Foi esse prato, nada clássico, mas muito popular em Portugal, que inspirou a nova marca do restaurateur Ipe Moraes, dono da Taberna 474, da Adega Santiago e da Casa Europa, a recém-inaugurada Arroz Malandro. A ideia era abrir uma tasquinha especializada, no começo do ano passado, mas a pandemia atrapalhou os planos. Depois de um ano de espera, o jeito foi mudar o formato do negócio. O empresário desistiu de abrir um ponto na rua e lançou a marca apenas como delivery, com cardápio enxuto e preço médio 20% mais baixo que o das outras casas do grupo.

Arroz malandro do mar, com camarão, polvo, lula e mexilhão. 

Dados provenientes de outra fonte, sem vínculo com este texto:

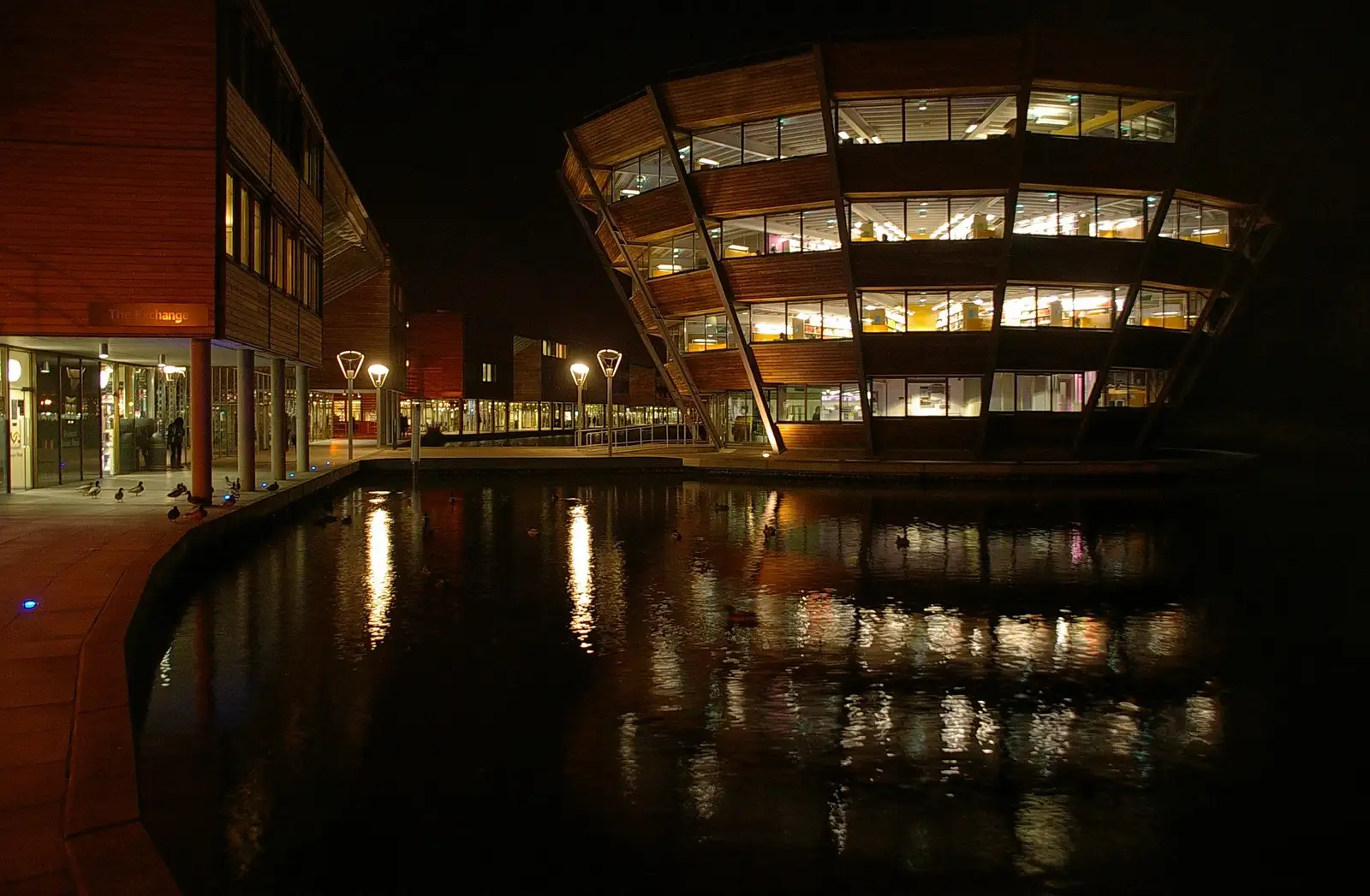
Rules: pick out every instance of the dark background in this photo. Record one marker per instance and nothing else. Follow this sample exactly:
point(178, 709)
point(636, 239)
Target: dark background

Arroz malandro do mar, com camarão, polvo, lula e mexilhão.  Foto: Rodrigo Sacramento

Os malandros se dividem entre o mar e a terra. Entre os três arrozes do mar, o destaque é o que leva camarão, polvo, lula e mexilhão, cozido em caldo de peixe, temperado com suavidade e um leve toque de coentro (R$ 88). Tem ainda o de camarão (R$ 88) e o de polvo (R$ 79). Na seção da terra, o malandro da horta é vegano, feito com sete grãos em vez do arroz carolino (R$ 54). Outra boa pedida é o que combina, de forma muito saborosa, os cogumelos shiitake, shimeji e Paris (R$ 61). O arroz de Braga em versão malandra é feito com frango orgânico desfiado e linguiça portuguesa paio (R$ 54). Outras duas opções são arroz de pato (R$ 71) e arroz de rabada (R$ 74). Do mar e da terra, os malandros viajam bem e são fáceis de aquecer.

Para não dizer que só serve arroz, o dono da casa incluiu no cardápio o bacalhau à Braz (R$ 77), prato de muito sucesso em seus outros restaurantes. Delivery pelo iFood.